Chris fu come catapultato sul pianeta Terra dallo spazio e si ricordò improvvisamente per quale motivo si trovava lì, ma soprattutto fraintese la frase rivoltagli da Simone: "Cavolo ha ragione anche lei" pensò "eravamo qui per una scopata e siamo finiti a fotografare l'intero catalogo giochi del negozio all'angolo...". Si scostò dalla macchina fotografica e sfoderando in suo miglior sorriso andò verso la Biondina: "Che ne dici se ora vengo anch'io a giocare lì con te?". E ovviamente se Chris aveva frainteso la frase di Simone, perchè quest'ultima non doveva fare altrettanto? Così Simone si ritrovò a sorridergli e a dirgli "Perchè no?" un pò sorpresa del fatto che un ragazzone come lui fosse attratto dalle sue bambole.

Chris si avvicinò al divano come Godzilla entrò a Tokyo, ovverò con la sua innata grazia nel sedersi fece cadere alcune delle bambole presenti sul divano. Simone vide la scena e per qualche secondo rimase impietrita per poi allungarsi per afferrare una delle sue Blythe prima che crollasse miseramente a terra, ma nel farlo fu fermata da Chris che la afferrò e senza darle modo di ribattere la attirò a sè e la baciò. "Oh, ma che diavolo sta pensando di fare questo qui..." pensò Simone, mentre cercava di allontanarlo, ma Christian la teneva saldamente per un polso e con l'altro braccio le cingeva la vita. Ma non fu un bacio carnale come avrebbe voluto Chris, ma qualcosa di leggero e dolce tanto che per qualche secondo si persero entrambi in quel bacio "La sua bocca è così morbida e ha un sapore di ghiacciolo alla ciliegia..." pensò Chris e dolcemente la sdraiò sul divano. Lui sopra a impedirle di fuggire.

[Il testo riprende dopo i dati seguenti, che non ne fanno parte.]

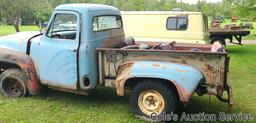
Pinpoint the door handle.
[67,48,77,52]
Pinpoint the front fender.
[0,48,40,95]
[115,61,203,102]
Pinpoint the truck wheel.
[130,81,179,120]
[0,69,28,98]
[211,37,226,46]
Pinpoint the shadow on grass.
[32,87,249,114]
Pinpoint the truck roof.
[55,3,118,12]
[121,11,202,15]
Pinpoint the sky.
[177,0,222,4]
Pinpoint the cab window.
[166,17,188,30]
[46,13,78,40]
[93,15,122,32]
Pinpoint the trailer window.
[166,17,188,30]
[93,15,122,31]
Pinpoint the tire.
[0,68,28,98]
[130,80,180,121]
[211,37,226,46]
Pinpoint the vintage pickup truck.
[0,4,233,119]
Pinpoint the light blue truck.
[0,4,233,119]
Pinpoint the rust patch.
[202,64,216,84]
[20,63,40,95]
[115,61,134,96]
[170,80,193,103]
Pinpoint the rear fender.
[0,48,40,95]
[115,61,203,102]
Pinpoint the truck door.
[38,11,80,90]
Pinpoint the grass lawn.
[0,25,39,36]
[0,45,256,123]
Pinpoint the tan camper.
[121,11,210,44]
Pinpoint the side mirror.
[38,21,49,33]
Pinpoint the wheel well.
[124,78,179,97]
[0,62,20,74]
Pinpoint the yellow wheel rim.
[138,90,165,116]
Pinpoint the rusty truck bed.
[97,42,232,103]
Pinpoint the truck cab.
[30,4,124,90]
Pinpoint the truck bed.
[97,42,228,96]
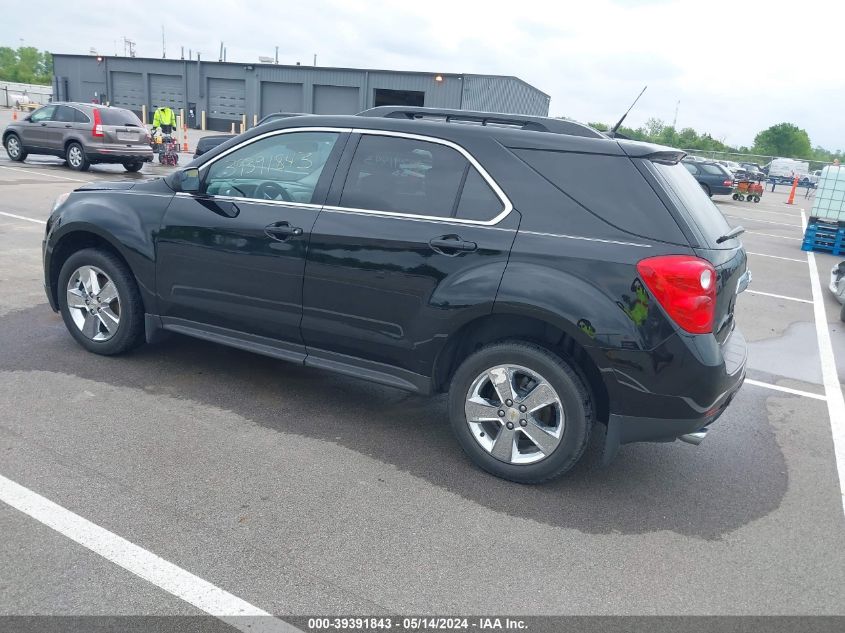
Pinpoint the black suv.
[44,107,749,483]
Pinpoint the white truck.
[763,158,810,181]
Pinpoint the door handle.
[264,222,302,241]
[428,235,478,255]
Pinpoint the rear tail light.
[91,108,103,136]
[637,255,716,334]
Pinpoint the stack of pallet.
[801,165,845,255]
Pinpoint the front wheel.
[65,143,91,171]
[58,248,144,356]
[449,341,593,484]
[6,134,26,163]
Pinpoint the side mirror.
[179,167,200,193]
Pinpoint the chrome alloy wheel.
[67,145,82,167]
[464,365,565,464]
[6,135,21,158]
[67,266,120,341]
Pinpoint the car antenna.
[607,86,648,138]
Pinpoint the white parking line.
[0,475,299,633]
[745,251,807,264]
[801,209,845,512]
[745,288,813,303]
[745,378,827,400]
[0,165,91,182]
[0,211,47,224]
[743,232,804,242]
[722,213,801,229]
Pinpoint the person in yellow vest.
[153,106,176,134]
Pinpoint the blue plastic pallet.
[801,218,845,255]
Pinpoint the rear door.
[302,131,519,388]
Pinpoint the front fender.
[44,190,171,311]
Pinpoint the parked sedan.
[3,103,153,171]
[683,159,734,196]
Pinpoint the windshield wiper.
[716,226,745,244]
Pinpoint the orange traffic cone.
[786,176,798,204]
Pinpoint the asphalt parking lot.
[0,149,845,618]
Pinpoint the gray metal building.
[53,54,549,130]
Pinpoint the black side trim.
[160,317,305,364]
[305,347,432,395]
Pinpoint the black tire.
[65,141,91,171]
[3,133,27,163]
[449,341,593,484]
[57,248,144,356]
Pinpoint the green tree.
[754,123,813,158]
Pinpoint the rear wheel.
[6,134,26,162]
[58,248,144,355]
[65,142,91,171]
[449,341,593,483]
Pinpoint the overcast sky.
[0,0,845,149]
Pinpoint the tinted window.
[99,108,143,127]
[205,132,339,203]
[650,163,736,248]
[457,167,504,220]
[701,164,727,176]
[340,135,469,217]
[53,106,73,123]
[29,106,56,123]
[515,150,684,244]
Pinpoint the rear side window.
[456,167,504,221]
[647,161,737,248]
[340,135,469,218]
[100,108,143,127]
[514,149,684,244]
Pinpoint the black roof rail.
[357,106,607,138]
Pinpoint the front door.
[20,105,56,150]
[156,128,345,358]
[302,131,519,382]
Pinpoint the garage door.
[208,79,246,121]
[150,75,185,114]
[110,71,144,116]
[314,86,361,114]
[261,81,303,116]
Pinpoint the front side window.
[204,132,339,203]
[29,106,56,123]
[340,135,469,218]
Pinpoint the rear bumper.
[605,329,747,456]
[85,146,154,163]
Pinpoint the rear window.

Simone era in preda al panico, da un lato persa in un bacio dolcissimo e rubato e dall'altra in una totale sensazione di smarrimento e paura per il fatto che non riusciva a ribellarsi a quello che stava accadendo: "Oddio! Oddio! Ma che cavolo sto facendo!" la sua vocina interiore si dibatteva e urlava persa in quella che era la strana sensazione derivante dai sensi appannati da quel bacio. Ero bello, troppo bello e strano... e soprattutto non era da lei comportarsi così con una perfetto sconosciuto.

Chris dal lato suo era presissimo dalla situazione, la sentì prima irrigidirsi e cercare di respingerlo e, mentre il bacio diventava più intimo, sciogliersi lentamente fino a quasi gemere quando lui l'aveva stretta a se ancora più forte. "Sei bellissima e non vedo l'ora che tu sia mia! Grazie Robert per questo regalo!" pensò mentre infilava la mano sotto il microabito della Biondina. Fu allora che Simone si riprese da quella strana sensazione e spingendolo lontano con tutta la forza che aveva nelle braccia, si mise ad urlare: "Lasciami! Lasciami! Ma con chi credi di avere a che fare? Io non sono quel genere di ragazza!" e nel farlo gli diede una gomitata nello stomaco. Chris si ritrasse dolorante e guardandola cambiare colore in viso e con le lacrime che le scendevano si rese conto che forse le cose non avevano preso la giusta piega.